Eines Morgens erwachte er,
Neben ihm lag jemand erdrosselt im Bett,
daneben lagen Kleider und ein kleines Brett.
Mit der Aufschrift, hier liege ich begraben,
sei wachsam, denn am Fenster krähen die Raben.
Er versuchte ihren Puls zu fühlen, doch sie war tot.
Er versuchte sich durch ihre Kleider zu wühlen,
doch alles was er sah, war rot.
Sie war voller Blut. Es gab doch eine Erklärung,
er machte sich Mut.
Nichts von all dem war so, wie es zu sein schien,
nur Fantasien?
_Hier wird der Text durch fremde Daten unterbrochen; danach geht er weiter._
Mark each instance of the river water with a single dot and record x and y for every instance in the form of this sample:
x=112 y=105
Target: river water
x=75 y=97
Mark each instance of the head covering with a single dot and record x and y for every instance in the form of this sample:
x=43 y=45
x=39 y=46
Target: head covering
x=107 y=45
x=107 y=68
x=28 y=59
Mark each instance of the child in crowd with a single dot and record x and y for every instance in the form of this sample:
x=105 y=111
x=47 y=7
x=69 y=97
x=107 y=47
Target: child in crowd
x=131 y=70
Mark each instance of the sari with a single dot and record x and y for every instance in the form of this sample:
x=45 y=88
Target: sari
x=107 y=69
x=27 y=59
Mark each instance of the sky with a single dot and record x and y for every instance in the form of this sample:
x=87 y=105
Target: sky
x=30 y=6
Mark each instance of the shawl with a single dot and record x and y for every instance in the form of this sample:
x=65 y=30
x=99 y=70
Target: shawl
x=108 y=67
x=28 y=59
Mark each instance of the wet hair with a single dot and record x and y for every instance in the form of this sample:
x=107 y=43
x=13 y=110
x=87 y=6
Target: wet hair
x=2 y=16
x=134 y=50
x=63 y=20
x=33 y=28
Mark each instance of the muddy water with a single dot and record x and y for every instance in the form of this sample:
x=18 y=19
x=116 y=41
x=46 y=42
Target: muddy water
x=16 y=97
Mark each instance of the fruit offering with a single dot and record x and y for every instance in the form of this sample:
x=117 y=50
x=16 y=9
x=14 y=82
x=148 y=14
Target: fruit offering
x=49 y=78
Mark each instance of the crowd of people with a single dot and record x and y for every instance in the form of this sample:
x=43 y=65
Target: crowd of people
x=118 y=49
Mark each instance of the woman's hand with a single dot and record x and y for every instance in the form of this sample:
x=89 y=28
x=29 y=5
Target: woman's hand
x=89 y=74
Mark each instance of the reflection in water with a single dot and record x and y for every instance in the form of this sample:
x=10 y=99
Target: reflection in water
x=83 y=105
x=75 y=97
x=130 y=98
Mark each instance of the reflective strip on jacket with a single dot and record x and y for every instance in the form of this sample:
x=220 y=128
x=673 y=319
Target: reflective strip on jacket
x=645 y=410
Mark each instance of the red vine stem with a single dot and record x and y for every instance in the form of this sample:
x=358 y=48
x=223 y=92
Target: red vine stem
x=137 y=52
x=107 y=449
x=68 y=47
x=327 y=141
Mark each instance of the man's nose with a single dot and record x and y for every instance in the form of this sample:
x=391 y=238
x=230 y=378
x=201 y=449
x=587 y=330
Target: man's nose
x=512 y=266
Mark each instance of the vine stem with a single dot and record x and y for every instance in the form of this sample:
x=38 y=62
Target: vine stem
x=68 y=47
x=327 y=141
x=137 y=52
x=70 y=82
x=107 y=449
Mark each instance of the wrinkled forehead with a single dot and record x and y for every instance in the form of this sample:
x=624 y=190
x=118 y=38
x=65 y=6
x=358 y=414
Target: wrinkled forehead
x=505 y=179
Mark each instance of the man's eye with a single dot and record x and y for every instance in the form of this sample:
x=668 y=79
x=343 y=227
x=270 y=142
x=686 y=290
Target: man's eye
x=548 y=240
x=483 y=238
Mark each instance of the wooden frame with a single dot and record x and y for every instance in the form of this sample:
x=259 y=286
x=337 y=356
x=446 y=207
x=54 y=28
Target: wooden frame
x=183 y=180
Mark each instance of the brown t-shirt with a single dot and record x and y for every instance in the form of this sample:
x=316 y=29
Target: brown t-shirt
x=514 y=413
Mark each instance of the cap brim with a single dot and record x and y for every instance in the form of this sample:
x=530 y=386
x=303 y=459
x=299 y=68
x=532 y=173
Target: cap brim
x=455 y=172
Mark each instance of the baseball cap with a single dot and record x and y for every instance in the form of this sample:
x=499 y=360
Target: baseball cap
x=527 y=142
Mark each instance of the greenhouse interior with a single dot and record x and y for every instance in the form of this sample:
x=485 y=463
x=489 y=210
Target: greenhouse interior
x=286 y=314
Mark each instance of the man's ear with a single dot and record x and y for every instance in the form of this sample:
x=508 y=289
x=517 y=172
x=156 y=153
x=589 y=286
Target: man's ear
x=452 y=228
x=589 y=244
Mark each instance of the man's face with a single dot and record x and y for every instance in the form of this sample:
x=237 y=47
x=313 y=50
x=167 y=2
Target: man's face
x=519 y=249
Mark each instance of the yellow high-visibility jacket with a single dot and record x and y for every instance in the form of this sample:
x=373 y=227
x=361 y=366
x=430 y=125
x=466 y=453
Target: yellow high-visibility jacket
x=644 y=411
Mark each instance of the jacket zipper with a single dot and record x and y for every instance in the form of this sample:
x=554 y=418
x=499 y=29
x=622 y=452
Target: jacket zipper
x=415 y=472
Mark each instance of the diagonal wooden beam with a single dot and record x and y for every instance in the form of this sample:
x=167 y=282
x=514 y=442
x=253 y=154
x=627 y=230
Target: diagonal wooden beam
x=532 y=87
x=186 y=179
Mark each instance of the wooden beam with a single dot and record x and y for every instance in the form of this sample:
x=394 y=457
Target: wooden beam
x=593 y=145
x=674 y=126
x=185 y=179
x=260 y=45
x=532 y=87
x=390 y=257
Seine Gedanken, sie schrien.
Sie wurden laut, war er das wirklich?
Er bewegte sich durch den blutigen Raum.
Er blickte auf die Uhr, es war früh am Morgen,
kennt diese Frau jemand, machte sich wer Sorgen?
Das Telefon klingelte, eine Fremde Stimme sprach ihm zu,
gib mir Acht auf die Raben, sie stehen am Fenster,
sie sind wie du.
Den Hörer legte er auf, kletterte den Schreibtisch hinauf,
verscheuchte die Raben und viel zum Fenster hinaus.
Unten am Boden gelegen, stachen sie auf ihn ein,
mit ihren Schnäbeln, legten sie die Wahrheit in ihn hinein.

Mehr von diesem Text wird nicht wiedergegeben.